In the five hours that elapsed between the announcement of the suspension and its withdrawal, the EU appeared ready to impose border controls between Ireland and Northern Ireland. Avoiding these controls was precisely the stated objective of the Community negotiators of the Agreement. “The fury it caused in Dublin should not be underestimated,” Irish MP Neale Richmond said this week.
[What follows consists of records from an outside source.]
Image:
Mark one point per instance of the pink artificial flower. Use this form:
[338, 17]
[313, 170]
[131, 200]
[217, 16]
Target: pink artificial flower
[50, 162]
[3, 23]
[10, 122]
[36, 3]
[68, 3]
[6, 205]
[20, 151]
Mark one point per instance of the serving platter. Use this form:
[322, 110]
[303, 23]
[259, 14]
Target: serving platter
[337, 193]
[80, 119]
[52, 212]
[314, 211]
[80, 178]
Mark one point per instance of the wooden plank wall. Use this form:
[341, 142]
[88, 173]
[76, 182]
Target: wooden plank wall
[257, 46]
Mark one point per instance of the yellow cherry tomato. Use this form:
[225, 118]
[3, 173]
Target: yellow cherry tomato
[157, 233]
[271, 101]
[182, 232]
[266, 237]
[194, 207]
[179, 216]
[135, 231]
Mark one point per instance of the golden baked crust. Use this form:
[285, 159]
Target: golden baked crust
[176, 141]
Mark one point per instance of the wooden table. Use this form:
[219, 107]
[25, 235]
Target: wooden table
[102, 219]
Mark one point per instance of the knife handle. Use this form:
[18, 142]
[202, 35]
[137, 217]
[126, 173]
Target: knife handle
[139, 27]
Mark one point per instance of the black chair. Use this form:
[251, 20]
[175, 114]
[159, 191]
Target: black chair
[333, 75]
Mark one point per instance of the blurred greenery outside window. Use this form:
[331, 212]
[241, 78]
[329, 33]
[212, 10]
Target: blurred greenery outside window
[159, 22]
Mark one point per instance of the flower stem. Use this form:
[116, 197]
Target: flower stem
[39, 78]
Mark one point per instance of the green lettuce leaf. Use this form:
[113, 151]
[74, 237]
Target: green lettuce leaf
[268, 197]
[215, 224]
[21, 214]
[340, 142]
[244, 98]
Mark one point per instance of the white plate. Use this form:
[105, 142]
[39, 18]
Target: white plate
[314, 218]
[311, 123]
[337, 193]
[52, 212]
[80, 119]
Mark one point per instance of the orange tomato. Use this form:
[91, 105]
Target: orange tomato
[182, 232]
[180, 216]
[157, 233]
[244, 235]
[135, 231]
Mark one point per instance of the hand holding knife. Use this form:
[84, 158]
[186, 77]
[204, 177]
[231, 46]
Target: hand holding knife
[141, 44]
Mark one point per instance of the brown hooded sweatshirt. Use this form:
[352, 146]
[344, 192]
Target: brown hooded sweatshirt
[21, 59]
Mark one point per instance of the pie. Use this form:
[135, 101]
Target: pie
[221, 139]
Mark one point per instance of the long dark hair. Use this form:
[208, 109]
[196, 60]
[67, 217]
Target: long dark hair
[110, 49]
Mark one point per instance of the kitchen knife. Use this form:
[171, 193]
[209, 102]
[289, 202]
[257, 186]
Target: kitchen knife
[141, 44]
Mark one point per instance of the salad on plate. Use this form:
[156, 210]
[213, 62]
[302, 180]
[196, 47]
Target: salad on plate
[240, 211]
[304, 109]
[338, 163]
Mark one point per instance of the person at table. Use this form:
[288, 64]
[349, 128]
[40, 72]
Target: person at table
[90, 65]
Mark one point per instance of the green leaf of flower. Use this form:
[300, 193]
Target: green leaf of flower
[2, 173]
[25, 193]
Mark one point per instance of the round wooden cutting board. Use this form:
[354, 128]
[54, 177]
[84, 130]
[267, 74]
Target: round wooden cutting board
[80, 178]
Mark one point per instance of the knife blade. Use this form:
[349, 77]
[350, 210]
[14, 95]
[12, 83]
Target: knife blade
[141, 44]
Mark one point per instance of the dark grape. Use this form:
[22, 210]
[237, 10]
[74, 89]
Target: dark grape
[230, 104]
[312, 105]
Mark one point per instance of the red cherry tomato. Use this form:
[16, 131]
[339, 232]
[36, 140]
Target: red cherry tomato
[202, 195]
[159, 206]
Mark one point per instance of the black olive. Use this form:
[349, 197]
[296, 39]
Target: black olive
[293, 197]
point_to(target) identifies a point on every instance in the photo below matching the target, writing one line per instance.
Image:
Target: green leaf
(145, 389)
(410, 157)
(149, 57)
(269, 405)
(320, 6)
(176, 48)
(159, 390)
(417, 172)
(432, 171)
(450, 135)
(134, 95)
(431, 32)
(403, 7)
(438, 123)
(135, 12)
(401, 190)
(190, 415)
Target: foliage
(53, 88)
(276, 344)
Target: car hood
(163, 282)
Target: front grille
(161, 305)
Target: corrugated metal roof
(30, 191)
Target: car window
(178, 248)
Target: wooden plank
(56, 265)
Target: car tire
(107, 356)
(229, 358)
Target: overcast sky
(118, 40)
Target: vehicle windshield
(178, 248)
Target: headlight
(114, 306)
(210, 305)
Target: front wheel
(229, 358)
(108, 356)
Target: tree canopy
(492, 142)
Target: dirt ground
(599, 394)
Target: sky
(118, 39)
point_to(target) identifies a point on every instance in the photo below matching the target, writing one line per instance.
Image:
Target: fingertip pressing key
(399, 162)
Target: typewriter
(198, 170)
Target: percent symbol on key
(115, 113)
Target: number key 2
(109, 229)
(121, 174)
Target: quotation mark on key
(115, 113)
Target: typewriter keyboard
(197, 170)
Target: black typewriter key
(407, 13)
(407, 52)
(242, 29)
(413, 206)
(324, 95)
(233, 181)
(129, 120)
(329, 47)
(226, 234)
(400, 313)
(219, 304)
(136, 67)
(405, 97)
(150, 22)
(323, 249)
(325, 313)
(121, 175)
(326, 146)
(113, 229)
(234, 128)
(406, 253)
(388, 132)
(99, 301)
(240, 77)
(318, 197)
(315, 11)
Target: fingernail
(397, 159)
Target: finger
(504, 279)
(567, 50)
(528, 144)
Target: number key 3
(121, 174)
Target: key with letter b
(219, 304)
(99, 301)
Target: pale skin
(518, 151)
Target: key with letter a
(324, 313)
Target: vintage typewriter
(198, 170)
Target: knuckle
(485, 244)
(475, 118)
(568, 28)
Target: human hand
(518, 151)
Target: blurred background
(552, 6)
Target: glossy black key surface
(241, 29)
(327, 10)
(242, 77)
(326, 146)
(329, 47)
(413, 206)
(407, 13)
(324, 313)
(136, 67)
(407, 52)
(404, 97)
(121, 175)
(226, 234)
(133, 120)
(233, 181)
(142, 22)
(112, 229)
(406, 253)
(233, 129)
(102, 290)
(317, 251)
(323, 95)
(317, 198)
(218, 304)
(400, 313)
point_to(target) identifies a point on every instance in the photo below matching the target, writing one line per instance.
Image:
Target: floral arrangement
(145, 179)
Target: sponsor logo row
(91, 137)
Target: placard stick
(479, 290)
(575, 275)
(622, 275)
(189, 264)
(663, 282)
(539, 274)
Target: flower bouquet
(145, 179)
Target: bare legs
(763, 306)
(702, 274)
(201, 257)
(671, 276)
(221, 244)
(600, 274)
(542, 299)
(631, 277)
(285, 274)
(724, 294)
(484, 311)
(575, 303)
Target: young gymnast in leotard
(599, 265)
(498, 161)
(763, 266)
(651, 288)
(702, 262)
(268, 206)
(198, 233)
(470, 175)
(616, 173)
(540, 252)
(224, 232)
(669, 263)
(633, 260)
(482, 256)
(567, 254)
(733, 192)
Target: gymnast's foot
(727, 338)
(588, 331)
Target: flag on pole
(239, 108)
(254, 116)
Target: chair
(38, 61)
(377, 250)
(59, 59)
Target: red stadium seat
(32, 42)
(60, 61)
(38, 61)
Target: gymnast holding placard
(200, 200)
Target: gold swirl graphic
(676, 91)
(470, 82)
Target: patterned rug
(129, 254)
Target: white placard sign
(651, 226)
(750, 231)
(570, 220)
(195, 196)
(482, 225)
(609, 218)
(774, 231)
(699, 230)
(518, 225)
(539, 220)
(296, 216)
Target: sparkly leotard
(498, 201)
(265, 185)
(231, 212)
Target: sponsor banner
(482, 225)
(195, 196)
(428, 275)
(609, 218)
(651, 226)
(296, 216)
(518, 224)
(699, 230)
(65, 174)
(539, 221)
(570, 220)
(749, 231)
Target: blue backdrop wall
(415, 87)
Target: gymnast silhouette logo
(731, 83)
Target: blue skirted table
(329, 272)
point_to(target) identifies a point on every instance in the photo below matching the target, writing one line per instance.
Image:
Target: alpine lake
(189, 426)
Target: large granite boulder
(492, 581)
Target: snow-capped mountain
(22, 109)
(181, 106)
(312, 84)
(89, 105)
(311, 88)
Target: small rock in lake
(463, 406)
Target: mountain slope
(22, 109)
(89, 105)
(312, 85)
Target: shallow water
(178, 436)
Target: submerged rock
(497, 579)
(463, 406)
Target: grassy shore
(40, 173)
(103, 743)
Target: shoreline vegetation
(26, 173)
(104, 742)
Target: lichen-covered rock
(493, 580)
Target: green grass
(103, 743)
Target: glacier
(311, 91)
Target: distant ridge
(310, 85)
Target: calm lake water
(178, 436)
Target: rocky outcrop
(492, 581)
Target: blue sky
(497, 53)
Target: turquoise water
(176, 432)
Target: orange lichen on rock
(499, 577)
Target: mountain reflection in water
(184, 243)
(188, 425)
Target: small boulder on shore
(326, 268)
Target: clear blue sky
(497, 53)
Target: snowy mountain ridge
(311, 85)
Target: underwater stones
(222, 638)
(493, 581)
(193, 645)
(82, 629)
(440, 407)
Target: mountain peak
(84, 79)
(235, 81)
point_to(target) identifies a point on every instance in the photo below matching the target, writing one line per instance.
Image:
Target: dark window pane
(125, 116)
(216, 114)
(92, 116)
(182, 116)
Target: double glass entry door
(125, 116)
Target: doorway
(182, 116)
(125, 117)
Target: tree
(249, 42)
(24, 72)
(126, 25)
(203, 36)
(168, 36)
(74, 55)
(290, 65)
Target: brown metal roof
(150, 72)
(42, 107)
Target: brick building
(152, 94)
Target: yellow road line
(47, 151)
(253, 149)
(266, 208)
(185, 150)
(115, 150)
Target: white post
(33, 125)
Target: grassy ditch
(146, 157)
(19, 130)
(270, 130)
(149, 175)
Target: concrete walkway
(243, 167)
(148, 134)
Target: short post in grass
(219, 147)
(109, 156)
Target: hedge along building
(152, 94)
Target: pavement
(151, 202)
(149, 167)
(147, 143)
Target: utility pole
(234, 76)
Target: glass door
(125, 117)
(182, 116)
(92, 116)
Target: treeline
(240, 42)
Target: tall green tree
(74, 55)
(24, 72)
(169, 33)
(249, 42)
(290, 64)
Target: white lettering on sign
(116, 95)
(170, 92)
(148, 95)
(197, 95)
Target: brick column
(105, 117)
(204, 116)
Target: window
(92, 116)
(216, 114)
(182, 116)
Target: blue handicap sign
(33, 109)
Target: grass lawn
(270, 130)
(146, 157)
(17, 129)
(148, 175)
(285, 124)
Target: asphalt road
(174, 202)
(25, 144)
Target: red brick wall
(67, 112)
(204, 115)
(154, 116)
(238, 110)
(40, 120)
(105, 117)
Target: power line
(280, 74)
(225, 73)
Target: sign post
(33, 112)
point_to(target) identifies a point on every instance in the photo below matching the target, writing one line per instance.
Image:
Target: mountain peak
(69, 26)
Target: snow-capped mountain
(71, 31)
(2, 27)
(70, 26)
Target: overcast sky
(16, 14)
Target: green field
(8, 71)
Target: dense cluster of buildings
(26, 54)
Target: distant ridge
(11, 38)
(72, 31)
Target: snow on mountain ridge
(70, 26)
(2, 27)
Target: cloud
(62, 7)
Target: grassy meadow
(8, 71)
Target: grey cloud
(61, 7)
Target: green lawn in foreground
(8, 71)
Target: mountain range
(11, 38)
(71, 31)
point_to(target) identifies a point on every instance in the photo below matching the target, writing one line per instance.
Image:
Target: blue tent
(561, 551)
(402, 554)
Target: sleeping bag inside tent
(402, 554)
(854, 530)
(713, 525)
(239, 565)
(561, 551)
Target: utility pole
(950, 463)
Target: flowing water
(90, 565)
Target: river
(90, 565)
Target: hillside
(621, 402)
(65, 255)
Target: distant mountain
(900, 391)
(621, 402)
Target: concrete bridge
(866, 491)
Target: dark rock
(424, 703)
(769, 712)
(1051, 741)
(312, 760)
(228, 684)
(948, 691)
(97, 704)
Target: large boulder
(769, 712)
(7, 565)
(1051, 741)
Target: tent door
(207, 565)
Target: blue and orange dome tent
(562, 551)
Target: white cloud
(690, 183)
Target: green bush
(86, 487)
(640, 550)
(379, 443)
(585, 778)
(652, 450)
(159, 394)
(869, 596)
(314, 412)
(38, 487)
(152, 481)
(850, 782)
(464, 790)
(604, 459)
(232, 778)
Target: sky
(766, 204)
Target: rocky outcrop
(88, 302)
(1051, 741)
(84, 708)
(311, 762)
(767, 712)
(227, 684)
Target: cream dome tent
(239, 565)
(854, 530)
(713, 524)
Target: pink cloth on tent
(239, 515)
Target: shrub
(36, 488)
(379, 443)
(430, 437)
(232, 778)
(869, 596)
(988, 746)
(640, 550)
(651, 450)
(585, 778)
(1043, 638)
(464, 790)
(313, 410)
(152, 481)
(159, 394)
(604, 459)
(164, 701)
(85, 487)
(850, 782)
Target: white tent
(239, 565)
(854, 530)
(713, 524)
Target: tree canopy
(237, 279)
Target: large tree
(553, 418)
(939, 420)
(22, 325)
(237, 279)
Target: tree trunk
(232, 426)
The vice-president of the Commission, Maros Sefcovic, responsible for the management of the Protocol, has expressed the “deep regret” for that temporary decision in the meetings that he has held this week with politicians, businessmen and representatives of civil society in the two Ireland. The Slovak has promised flexibility to apply the rules, but is not contemplating their withdrawal.
Boris Johnson, who has already promised to break the international law of the Protocol during the negotiation of the Cooperation and Trade Agreement, has felt legitimated to announce that he is willing to invoke the urgent suspension mechanism if the situation worsens. And he has appointed David Frost, the hostile diplomat who brokered the deal, as Brexit minister.
What happens is a consequence of decisions by Johnson and Frost. By giving priority to a minimum trade agreement, they created the need for a border between the two Ireland or a special status for the North. The prime minister promised before and after that there would be no controls between Britain and the province. And he refused to extend the transition, leaving only days for the learning of these domestic ‘exports’.
Northern Irish businessmen are adapting to the changes and believe that the mechanisms of the Protocol can work. They ask that the training of British companies on the new procedures be promoted. They proposed to Sefcovic concrete measures to relieve the current pressure. On the political horizon, there is a regional election in 2022. The new regional Assembly would have to give its consent to the continuity of the Protocol in 2025.